A short “so you want to do Agile” cheat sheet.
Edit: Since I wrote this, I’ve gotten Scrum certified (PSM), so I’m in the process of updating my recommendations. Also, I’ve been reviewing Kanban practices as a possible better fit for technical development (especially in continuous integration environments), and non-technical environments with workflows that don’t seem like a fit for the timebox model of Scrum.
The Sprint Process
Do as a one time act. Put your planning board together
- Create master task list, aka ICEBOX.
- New work can only enter through the ICEBOX.
- Rough task estimation.
- Break into themes:
- EPICS: cards in a set amounting to more than a single feature or attribute, usually more than one sprint of work
- STORIES: within epics, clusters of cards that are basically features or other concrete deliverables that can be completed within a single sprint, 1-2 weeks.
Do weekly (or bi-weekly) at start of SPRINT:
- Identify cards amounting to about a week or 2 weeks tasks from your planning board. Try to grab complete STORIES.
- Put cards in the TODO column of the SPRINT.
- No new work should enter the SPRINT while it is underway. New work or discovered always enters the ICEBOX and is reviewed for assignment at the end of a SPRINT
Do daily:
- A short, daily check-in. ONLY 3 things discussed per person in 5 minute daily meeting:
- What was done since yesterday. (move DOING card to DONE. 1st day, there are no DOING cards). “What did I do yesterday?”
- What we plan to do by tomorrow. (move TODO card to DOING column, or move BLOCKED card to DOING column) “What am I going to do today?”
- What are blockers, if anything. (move DOING cards to BLOCKED column). “Are there any blockers?”
Do weekly at the end of SPRINT
- Weekly or bi-weekly DEMO of completed work
- Work must be accepted or rejected by the client
- If rejected, enter as adjusted new work in the ICEBOX.
- Do a RETROSPECTIVE or review of what went right and wrong in the past week or two.
- Consider making adjustments to your process based on your review.
- Add, sort and prune items in the master task list — that is, review and revise your EPICS and STORIES. This is where new work enters.
- You’re now at the start of a new SPRINT.
Suggested every 12 weeks
- Review the process in a deeper way, business objectives and accomplishments, master task list
- Decide if you need to pivot or make major changes to your plans.
Suggested Tools
Trello
Weekly Sprint board
- Columns
- todo
- doing
- blocked
- done
- Columns
Planning Board
- Columns
- Icebox — master task list where all possible new tasks start
- Epics — list of standing big features or products the org plans to deliver
- Stories — one column per story — each column represents less than 1-2 weeks work - A story column can be moved to the sprint board at the start of a sprint acting as a todo list
- Columns
Slack
- One channel for the #project team for communication about the project itself.
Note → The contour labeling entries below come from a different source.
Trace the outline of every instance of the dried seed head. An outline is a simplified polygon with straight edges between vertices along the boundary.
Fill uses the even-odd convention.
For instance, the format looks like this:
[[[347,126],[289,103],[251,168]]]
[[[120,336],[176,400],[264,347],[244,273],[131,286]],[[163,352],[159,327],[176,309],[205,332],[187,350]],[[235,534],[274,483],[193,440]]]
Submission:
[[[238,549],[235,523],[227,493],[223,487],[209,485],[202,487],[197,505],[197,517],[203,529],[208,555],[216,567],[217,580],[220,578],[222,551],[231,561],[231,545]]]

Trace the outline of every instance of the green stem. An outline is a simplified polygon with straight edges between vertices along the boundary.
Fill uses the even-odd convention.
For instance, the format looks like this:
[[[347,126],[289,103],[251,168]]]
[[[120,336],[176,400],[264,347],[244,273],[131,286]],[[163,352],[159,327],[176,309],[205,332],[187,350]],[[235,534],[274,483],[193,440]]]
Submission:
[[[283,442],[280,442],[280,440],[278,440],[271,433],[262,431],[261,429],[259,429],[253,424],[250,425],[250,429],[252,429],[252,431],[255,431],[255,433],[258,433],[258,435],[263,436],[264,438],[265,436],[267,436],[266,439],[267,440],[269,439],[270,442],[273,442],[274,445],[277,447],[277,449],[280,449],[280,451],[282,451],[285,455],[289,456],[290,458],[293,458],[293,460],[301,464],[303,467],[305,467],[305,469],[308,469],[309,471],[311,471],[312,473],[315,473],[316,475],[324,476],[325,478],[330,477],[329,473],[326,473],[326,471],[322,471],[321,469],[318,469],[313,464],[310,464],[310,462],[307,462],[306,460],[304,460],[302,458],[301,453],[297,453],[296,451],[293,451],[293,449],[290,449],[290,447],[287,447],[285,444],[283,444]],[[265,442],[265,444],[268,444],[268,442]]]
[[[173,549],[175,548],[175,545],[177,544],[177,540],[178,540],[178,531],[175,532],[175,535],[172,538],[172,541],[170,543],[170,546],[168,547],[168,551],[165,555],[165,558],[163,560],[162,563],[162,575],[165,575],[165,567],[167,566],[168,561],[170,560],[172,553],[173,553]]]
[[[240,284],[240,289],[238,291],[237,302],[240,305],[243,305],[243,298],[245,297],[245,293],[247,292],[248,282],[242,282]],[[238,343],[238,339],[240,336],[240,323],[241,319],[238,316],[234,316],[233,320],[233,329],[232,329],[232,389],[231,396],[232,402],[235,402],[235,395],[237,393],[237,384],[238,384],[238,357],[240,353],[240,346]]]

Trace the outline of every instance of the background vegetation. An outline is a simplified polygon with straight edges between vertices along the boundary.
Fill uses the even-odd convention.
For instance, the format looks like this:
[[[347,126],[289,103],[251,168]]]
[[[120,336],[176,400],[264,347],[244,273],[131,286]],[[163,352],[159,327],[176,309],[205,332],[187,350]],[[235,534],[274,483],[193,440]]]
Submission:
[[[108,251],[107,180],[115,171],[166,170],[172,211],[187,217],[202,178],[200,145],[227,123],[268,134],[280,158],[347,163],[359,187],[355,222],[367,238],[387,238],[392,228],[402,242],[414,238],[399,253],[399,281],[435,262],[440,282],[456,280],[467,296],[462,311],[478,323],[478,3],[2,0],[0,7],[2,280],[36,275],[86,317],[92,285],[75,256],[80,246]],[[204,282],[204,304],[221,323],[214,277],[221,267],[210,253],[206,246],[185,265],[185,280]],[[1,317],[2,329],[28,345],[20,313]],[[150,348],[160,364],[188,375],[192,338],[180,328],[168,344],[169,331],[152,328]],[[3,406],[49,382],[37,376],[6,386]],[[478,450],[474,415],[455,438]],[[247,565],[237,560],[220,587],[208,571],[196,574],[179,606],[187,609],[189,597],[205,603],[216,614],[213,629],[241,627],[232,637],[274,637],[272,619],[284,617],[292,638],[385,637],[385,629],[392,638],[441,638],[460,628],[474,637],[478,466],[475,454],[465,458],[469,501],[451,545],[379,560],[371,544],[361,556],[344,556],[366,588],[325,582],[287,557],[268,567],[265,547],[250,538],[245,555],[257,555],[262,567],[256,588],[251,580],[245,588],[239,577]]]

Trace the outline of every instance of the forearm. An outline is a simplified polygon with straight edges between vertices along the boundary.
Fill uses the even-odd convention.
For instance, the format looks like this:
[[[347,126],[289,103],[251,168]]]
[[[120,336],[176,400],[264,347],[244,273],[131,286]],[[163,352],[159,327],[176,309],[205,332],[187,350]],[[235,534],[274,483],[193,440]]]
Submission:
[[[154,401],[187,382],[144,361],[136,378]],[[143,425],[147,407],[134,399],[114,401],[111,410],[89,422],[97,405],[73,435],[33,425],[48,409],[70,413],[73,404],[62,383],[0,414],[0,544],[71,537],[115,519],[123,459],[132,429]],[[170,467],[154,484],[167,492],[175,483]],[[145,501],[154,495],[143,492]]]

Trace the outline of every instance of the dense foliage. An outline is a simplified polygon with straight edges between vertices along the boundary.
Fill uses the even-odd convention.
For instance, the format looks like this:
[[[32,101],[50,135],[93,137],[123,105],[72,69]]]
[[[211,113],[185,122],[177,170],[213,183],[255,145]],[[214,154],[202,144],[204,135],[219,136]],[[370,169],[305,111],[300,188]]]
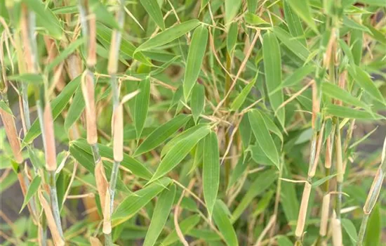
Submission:
[[[385,243],[385,0],[0,4],[4,245]]]

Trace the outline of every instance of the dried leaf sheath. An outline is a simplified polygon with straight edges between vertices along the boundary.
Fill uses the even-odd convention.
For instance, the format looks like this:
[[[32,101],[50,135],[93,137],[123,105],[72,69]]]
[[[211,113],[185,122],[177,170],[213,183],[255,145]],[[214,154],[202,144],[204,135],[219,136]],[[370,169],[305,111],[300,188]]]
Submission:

Bugs, scheduling, clarification should all go through here.
- One channel for #retrospective
- One channel for #deliverables
Freeconferencecall.com
- Daily check-in is face to face at the same scheduled time every day.
- If can’t face to face, by phone with shared board works.
- Limit is 5 minutes. If going over 5 minutes, you’re doing it wrong. Say, “Okay let’s schedule for a meeting to discuss this.”
- Stick to the Do daily rules. See above.
Typical add-ons
- Planning poker — for estimation
- t-shirt sizing — for estimation
- burn-down chart — for velocity tracking and estimation
Opinionated add-ons
- Allocation for bugs — dev team is some times the same group needed to squash bugs. Making an allocation for bugs as a story within the sprint to account for paying down tech debt.
- Discovered — oftentimes, actual work will exceed estimate or extremely time-critical work needs to be started mid-sprint. Instead of breaking the sprint, place work in a column called “discovered” (or make the “blocked” column into “blocked/discovered”) and see if velocity during the sprint permits team time enough to do work within the same sprint. If not, discovered task goes back into the master task list/icebox and is handled normally.
- Separate bug collection tool. Icebox and planning board can be cluttered with too many bug type tasks. Consider a separate board or tracking system for bugs and review along with other task lists.
- There’s lots of debate about the function of “sprint zero.” My opinion is it’s fair to do a Sprint 0 that is focused on environment setup and process training/agreement and understanding. The debate, which I feel is a pedantic one, is that Sprint 0 should REALLY be dedicated to building a micro-feature to get the team up and running (practically a hackathon). I would still say that for most new teams and efforts, the environment setup and process training is equally important, so this suggests a Sprint -1 and followed by a Sprint 0.